Israel’s “right to exist”
Abba Eban: “The central point remains the need to secure an authentic intellectual recognition by our neighbours of Israel’s deep roots in the Middle Eastern reality. There is an intellectual tragedy in the failure of Arab leaders to come to grips, however reluctantly, with the depth and authenticity of Israel’s roots in the life, the history, the spiritual experience and the culture of the Middle East.… There are not two categories of States. The United Arab Republic, Iraq, Syria, Jordan, Lebanon - not one of these has a single ounce or milligram of statehood which does not adhere in equal measures to Israel itself.”
Eban is reinforcing the Israel-as-victim myth, which is still heard to day as “picking on Israel.” Of course, the Palestinians get no mention because at this time they are not even deemed to exist. Note also how Israel’s equivalence with other states is merely asserted, not proven. The reason is simple—Israel’s roots have no depth or authenticity—it is an artificial, un-Semitic, Western creation born of guilt, terrorism and blackmail. It has no place in the culture of the Middle East; it is a foreign body that is destroying the very culture of which Eban claims it is a part.
The real perversity of Eban’s speech is his genteel hypocrisy. He condemned Nasser for violating the law of nations, but says nothing of Israel’s transgressions against Palestine or Syria. He spoke of the equality of sovereignty, but made no mention of Israel’s conditional admission to the UN or of its refusal to finalize its borders.
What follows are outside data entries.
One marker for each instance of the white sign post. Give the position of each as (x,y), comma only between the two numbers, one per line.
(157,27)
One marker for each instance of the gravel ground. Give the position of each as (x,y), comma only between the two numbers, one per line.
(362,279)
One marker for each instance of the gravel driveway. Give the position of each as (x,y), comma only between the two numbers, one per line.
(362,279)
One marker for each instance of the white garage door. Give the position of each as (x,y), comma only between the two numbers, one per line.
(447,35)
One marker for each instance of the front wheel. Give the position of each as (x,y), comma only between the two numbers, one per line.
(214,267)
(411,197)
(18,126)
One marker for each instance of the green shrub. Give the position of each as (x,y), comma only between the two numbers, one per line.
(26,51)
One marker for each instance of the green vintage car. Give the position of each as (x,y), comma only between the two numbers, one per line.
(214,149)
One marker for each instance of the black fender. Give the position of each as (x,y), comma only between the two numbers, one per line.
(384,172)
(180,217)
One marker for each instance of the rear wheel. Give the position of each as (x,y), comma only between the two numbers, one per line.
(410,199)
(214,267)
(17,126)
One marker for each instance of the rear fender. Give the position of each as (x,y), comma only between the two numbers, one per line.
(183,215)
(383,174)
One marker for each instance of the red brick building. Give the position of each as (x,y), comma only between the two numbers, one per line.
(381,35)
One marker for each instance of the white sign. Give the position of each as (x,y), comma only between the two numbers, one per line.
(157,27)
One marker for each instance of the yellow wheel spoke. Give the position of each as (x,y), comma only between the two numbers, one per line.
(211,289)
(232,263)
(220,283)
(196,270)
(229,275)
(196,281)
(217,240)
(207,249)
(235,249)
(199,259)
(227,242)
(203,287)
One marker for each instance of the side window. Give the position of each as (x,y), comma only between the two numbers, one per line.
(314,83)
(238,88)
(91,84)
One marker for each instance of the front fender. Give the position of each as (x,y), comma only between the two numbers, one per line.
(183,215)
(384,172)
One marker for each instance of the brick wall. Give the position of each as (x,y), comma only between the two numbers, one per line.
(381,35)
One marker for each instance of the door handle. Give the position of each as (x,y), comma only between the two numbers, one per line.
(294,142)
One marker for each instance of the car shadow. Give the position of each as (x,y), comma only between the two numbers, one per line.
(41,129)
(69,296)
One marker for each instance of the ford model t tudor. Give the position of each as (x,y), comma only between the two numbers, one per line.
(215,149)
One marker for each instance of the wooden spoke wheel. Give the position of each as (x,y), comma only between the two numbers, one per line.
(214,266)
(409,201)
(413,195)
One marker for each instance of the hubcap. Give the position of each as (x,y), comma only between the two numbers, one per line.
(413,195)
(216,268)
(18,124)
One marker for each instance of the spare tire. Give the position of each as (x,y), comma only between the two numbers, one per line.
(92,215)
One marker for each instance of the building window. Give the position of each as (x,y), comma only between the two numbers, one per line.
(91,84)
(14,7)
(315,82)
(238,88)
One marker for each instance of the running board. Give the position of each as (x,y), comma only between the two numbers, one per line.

He spoke of peace, yet said nothing about Israel being responsible for breaking the peace.
Less than two weeks after he addressed the Security Council, Eban gave a more accurate account of Israel’s contempt for international law: “If the General Assembly were to vote by 121 votes to 1 in favor of ‘Israel’ returning to the armistice lines [pre June 1967 borders] ‘Israel’ would refuse to comply with the decision.” (New York Times, June 19, 1967.)
Eban seemed so reasonable, educated and Western that to disbelieve him was unthinkable. Now, we must do more than think about it—we must recognize Eban as an artful liar, and engender public discussion about the real cause of the 1967 War.